И он хлопнул в ладоши; сейчас же в спальном покое появился Кочет.

— Пусть вина сюда подадут, — приказал больной хозяин, — того, знаешь? Из шведских погребов…

— Шлиппенбаха обобрал! — усмехнулся Петр.

— А чего, батюшка, его жалеть-то? — в тон ему ответил Меншиков.

Кочет распахнул дверь, и в спальню вошла, неся поднос с кубками и чарками, Екатерина.

Повторялась та же сцена, как в лагере под Мариенбургом, с тою только разницей, что на месте Меншикова был сам грозный царь Петр Алексеевич.

— Это кто же такая у тебя? — проговорил он, вперяя внезапно загоревшийся взор в лицо красавицы.

— Сиротка одна, всемилостивейший, — ответил Меншиков, внимательно наблюдая за царем, — говорят, благородного шведского рода… Вот хочу тебя за нее просить…

— В чем дело? — все не спуская глаз с Екатерины, спросил Петр.
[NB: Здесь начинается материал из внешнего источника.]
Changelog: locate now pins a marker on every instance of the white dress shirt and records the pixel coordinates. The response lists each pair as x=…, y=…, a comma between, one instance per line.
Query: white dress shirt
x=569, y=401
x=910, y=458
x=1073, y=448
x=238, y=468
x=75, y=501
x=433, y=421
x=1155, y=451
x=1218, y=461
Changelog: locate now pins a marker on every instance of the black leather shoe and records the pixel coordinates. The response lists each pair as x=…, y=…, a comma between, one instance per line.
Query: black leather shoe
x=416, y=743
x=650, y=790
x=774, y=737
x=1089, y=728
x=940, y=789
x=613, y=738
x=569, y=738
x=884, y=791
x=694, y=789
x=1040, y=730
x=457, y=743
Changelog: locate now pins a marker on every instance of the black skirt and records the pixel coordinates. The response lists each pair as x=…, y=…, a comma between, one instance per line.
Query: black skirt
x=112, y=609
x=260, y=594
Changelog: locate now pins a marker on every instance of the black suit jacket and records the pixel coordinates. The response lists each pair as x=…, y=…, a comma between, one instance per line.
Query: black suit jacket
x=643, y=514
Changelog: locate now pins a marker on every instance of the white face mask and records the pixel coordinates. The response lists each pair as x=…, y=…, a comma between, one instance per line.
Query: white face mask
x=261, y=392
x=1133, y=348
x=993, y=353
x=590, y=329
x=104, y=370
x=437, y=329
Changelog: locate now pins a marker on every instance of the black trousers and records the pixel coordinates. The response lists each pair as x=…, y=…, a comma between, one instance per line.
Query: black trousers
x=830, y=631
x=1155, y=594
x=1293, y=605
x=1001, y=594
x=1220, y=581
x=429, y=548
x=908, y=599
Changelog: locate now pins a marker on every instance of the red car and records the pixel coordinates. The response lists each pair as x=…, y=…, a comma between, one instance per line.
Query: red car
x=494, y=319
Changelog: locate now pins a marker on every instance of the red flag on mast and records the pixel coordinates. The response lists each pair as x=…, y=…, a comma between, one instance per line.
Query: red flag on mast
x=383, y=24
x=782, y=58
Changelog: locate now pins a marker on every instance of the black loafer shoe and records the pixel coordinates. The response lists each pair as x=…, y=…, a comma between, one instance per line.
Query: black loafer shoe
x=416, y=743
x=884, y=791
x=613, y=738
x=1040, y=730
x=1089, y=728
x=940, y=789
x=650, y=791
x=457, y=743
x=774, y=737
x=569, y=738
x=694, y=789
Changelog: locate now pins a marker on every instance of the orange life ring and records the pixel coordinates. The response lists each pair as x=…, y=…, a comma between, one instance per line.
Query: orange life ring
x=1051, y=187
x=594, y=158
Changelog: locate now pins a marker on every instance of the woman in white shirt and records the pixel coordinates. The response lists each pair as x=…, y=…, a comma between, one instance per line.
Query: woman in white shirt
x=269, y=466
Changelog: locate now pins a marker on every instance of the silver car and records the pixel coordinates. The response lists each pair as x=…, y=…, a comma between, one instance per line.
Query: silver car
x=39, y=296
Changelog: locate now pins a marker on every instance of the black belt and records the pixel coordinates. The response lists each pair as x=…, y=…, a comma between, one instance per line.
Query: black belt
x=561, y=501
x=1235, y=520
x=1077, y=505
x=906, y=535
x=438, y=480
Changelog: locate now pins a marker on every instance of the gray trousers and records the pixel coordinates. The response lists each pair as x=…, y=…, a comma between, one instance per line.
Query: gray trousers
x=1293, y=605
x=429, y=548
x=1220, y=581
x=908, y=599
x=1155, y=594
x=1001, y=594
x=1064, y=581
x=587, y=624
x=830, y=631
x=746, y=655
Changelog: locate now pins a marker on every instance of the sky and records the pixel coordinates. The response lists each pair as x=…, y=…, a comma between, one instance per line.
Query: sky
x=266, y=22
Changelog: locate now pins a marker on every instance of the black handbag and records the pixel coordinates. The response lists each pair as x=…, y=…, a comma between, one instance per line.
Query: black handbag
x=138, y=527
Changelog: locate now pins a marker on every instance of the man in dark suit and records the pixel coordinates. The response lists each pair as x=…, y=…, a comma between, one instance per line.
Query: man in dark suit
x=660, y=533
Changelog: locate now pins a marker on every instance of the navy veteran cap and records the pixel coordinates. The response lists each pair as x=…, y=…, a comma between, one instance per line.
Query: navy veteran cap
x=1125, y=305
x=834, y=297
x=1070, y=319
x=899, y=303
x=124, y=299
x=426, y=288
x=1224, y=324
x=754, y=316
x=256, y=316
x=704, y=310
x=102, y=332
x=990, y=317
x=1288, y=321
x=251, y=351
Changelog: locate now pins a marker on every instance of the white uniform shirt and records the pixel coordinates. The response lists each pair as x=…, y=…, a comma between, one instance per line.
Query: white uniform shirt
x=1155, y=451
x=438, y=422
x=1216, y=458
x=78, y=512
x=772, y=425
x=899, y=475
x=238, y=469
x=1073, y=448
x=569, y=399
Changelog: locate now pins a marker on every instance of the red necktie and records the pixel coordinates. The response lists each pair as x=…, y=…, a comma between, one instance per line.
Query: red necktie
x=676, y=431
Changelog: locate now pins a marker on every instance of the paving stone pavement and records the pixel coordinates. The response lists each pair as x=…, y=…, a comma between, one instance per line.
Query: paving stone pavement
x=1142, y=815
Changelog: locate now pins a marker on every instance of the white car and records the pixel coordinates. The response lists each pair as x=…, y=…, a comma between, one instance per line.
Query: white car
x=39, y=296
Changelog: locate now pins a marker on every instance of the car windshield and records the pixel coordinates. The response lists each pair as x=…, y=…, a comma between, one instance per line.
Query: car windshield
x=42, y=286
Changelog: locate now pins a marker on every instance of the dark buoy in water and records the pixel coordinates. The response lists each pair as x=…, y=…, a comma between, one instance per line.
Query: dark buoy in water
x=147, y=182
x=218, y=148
— Хочу ее к сестре Дарье отправить, а ты из сих мест отъезжаешь, так не доставишь ли ты ее вместе со своей царской челядью на Москву? Одну-то, признаться сказать, боюсь ее с подлыми людишками отпустить.

Петр не ответил. Любуясь Екатериной, он принял из ее рук чару.

— Хорошо вино, — произнес он, — а хозяюшка у тебя, пес Алексашка, и того лучше.

— Да не хозяйка, не хозяйка она моя! — воскликнул Меншиков. — Просто, батюшка, видя ее сиротство, приютил… Катерина! — обратился он по-немецки к молодой женщине. — Знаешь ли кто это? Это — наш великий царь, наш отец!

Краска залила лицо Екатерины.

— Я счастлива видеть государя, — ответила она на том же языке, — эта минута останется навсегда незабвенной в моей памяти…

— Пусть она уходит! — сказал, перебивая ее, Петр.

Меншиков даже побледнел, услыхав эти слова. Ему показалось, что молодая женщина не понравилась его гостю.

А в душе Петра вдруг забушевала буря…

Вот-вот наконец пытка для души изменившей возлюбленной… Взять эту первую встречную и поставить на то место, где досель царила Анна… Да, да! Плети, батоги, горящие веники, клещи, клинья под ногти — все это пустое в сравнении с муками ревности, со скорбью о том, что потеряно… Он сам пережил все это, так пусть же и изменница негодная переживет те же муки!

— Вели, Алексаша, шахматы принести, — проговорил Петр, — сыграю я с тобой, дабы не скучно было тебе, больному, а о сиротке Катеринушке ты больше заботы не имей: я сам о ней позабочусь…

В душе Александра Даниловича запели победные гимны.